Nel 1955, avevo 22 anni, andai in Israele per diversi mesi a lavorare in un kibbutz, e anche se mi piacque, decisi che non ci sarei tornato. Benché molti dei miei cugini si fossero trasferiti lì, la politica del Medio Oriente mi disturbava, e sospettavo che mi sarei sentito fuori luogo in una società profondamente religiosa. Nella primavera del 2014, avendo saputo che mia cugina Marjorie era vicina alla morte, le telefonai a Gerusalemme per dirle addio. La sua voce era sorprendentemente forte e risonante, con un accento molto simile a quello di mia madre. «Non ho intenzione di morire adesso», disse. «Festeggio i miei cent’anni il 18 giugno. Verrai?». Risposi: «Sì, certo!».
Fu puramente una visita di famiglia. Festeggiai i cent’anni di Marjorie con lei e la famiglia allargata. Vidi altri due cugini a me cari nei miei giorni londinesi, innumerevoli cugini di secondo grado di cui non mi ricordavo più e, naturalmente, Robert John. Mi sentii abbracciato dalla mia famiglia in un modo che non avevo più sperimentato dopo l’infanzia. Avevo un po’ paura nel visitare la mia famiglia ortodossa con il mio compagno, Billy — le parole di mia madre riecheggiavano ancora nella mia mente — ma anche Billy fu accolto calorosamente. Quanto fosse profondamente cambiato l’atteggiamento, anche tra gli ortodossi, fu definitivamente chiarito da Robert John quando invitò Billy e me a unirci a lui e alla sua famiglia per il pasto di apertura dello Shabbat.
La pace dello Shabbat, di un mondo che si ferma, in un tempo fuori dal tempo, era palpabile, pervadeva tutto, e mi ritrovai immerso nella malinconia, qualcosa di simile alla nostalgia, a chiedermi: e se A e B e C fossero stati diversi? Che persona sarei stata? Che vita avrei potuto vivere? Nel dicembre del 2014, ho completato il mio libro di memorie, On the Move, e dato il manoscritto al mio editore, senza immaginare che pochi giorni dopo avrei saputo di avere un cancro metastatico, proveniente dal melanoma nel mio occhio di nove anni prima.

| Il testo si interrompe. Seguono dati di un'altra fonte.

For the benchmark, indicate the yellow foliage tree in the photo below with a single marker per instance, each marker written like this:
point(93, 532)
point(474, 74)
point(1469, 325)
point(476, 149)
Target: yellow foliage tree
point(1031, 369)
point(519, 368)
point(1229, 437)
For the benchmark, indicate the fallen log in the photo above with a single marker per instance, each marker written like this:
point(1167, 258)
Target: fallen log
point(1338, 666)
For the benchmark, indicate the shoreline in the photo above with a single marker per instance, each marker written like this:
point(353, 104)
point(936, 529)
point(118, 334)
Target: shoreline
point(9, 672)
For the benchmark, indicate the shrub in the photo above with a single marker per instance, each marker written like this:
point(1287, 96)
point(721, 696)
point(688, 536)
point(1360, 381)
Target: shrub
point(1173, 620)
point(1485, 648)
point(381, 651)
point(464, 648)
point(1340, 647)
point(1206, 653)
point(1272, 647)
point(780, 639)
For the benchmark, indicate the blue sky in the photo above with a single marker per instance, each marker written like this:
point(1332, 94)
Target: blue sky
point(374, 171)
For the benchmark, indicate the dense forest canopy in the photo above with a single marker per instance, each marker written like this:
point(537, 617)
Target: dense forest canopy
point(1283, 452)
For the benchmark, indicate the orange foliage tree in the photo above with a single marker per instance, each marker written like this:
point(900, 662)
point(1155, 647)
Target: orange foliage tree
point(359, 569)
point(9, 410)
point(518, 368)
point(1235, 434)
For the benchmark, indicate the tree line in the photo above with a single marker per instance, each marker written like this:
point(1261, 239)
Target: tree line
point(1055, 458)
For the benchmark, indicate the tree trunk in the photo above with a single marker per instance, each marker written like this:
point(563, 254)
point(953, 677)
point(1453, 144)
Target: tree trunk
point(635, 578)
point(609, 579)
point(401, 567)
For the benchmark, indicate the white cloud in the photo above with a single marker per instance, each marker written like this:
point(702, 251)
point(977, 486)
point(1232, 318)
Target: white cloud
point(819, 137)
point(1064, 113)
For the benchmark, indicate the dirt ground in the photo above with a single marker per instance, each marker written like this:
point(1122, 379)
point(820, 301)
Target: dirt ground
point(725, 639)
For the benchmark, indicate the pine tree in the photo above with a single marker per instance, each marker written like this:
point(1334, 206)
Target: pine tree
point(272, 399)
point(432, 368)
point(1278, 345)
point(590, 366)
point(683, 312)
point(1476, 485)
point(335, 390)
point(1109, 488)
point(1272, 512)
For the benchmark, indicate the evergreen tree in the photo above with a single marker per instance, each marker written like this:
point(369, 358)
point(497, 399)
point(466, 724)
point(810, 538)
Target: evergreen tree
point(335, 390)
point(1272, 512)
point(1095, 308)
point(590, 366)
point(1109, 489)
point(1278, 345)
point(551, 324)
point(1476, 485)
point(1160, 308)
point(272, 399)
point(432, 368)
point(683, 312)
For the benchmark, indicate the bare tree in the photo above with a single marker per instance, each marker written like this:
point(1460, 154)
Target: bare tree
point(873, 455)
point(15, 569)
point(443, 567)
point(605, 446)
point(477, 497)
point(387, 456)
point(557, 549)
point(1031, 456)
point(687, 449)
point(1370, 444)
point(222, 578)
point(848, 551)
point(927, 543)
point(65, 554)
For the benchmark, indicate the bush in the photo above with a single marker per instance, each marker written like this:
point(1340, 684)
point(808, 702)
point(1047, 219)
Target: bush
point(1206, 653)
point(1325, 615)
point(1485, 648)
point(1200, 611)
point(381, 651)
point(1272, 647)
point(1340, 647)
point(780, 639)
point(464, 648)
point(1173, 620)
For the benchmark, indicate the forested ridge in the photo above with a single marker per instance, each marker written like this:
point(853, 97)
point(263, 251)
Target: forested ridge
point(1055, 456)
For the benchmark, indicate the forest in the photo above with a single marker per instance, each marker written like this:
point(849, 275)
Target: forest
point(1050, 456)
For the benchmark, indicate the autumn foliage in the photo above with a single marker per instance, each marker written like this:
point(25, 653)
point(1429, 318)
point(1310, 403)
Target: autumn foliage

Sono felice di aver potuto completare il mio libro di memorie senza saperlo, e di essere stato in grado, per la prima volta nella mia vita, di fare una dichiarazione completa e franca sulla mia sessualità, affrontando il mondo apertamente, senza più racchiudere dentro di me segreti colpevoli.
A febbraio, ho sentito che dovevo essere altrettanto sincero riguardo al mio tumore. Ero in ospedale quando è stato pubblicato sul New York Times il mio articolo su questo tema. E ora, debole, col fiato corto e i muscoli una volta sodi sciolti dal cancro, trovo che i miei pensieri, non sulle cose soprannaturale o spirituali, ma su cosa si intende per vivere una vita buona e utile — hanno ptovocato un senso di pace dentro di me. Scopro che i miei pensieri vanno allo Shabbat, il giorno di riposo, il settimo giorno della settimana, e forse il settimo giorno della nostra vita, quando possiamo sentire di aver fatto il nostro lavoro, e di potere, in buona coscienza, riposare.